Speaker Alan Peter Cayetano is committing political suicide in reneging on the gentleman’s agreement among him, President Rodrigo Duterte and Marinduque Rep. Allan Lord Velasco.
Already, the Speaker is losing his support base in the House of Representatives since all of his peers know that Cayetano assumed the Speakership merely on the basis of the term-sharing agreement by which he was able to maneuver Mr. Duterte’s key support.
The fine print of the deal also came from Cayetano that makes it shameful that he is now turning his back on it.
The deal disheartened many members of the chamber who adhere to the principle of the independence of the legislature in deciding its affairs and in choosing who should stand as its leader.
Now, Cayetano had to resort to transactional politics to maintain his tenuous hold to the top House position.
In effect, Cayetano was voted in as Speaker only due to his having begged President Duterte’s intervention, even on a 15-month speakership term, after which another speaker, who already had the majority of the House vote and should have been rightfully elected as Speaker, had little choice but to give in to Cayetano.
Prior to the term-sharing deal, Cayetano was hardly ever considered as a serious contender for the speakership.
Cayetano used the same ploy in 2015 in his failed bid to become the country’s vice president by latching on Mr.
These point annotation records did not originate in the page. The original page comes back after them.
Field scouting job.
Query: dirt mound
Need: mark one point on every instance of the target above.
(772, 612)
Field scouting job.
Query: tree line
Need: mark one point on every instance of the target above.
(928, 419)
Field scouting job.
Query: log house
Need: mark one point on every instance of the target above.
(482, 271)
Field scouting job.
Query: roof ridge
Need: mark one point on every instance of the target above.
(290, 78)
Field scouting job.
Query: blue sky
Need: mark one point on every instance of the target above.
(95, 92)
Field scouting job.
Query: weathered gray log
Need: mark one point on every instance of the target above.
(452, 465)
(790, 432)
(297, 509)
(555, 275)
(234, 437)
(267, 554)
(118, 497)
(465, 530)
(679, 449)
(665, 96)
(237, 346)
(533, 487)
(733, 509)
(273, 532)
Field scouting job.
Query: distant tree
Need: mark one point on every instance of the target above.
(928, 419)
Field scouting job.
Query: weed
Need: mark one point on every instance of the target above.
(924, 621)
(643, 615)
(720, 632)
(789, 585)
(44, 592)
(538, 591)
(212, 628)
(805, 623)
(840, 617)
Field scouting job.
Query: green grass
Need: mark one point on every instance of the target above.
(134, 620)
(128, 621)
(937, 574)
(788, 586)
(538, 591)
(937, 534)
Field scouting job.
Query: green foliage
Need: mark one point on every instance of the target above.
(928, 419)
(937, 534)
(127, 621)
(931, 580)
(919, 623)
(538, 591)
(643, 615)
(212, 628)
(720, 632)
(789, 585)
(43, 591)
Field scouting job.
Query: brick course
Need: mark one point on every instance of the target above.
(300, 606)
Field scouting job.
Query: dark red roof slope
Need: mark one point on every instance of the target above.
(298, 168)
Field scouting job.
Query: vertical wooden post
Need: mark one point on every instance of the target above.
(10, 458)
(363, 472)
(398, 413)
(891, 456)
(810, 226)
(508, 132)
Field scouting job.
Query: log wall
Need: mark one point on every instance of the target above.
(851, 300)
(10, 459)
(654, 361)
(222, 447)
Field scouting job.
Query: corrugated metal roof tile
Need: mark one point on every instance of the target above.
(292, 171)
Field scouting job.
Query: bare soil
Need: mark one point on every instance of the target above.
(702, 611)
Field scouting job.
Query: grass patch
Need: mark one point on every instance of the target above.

Duterte even when he still, at that time, had no blessing from his supposed co-tandem or his family members.
He tried to wrangle a leadership sharing deal personally with Velasco in negotiations that promptly fizzled out.
The thinking then among congressmen was why should Velasco agree to be tied down to a compact when he had a good chance of securing a majority, while the other party had little to zero chance of winning the speakership.
The vote, prior to the horse trading initiated by Cayetano, was split in the middle between Velasco and Leyte Congressman Martin Romualdez, who is president of the Lakas Party that had its heyday during the reign of then President Gloria Macapagal-Arroyo.
Then money flowed as some of the bets angling to win the speakership were quoted as saying that hundreds of millions of pesos were offered.
Image is also a long-standing problem of Cayetano, who is not known as a unifying force, but rather a divisive figure in his stint in both the Senate and the House.
Cayetano may just have to kiss his grander ambitions goodbye in double-crossing his peers.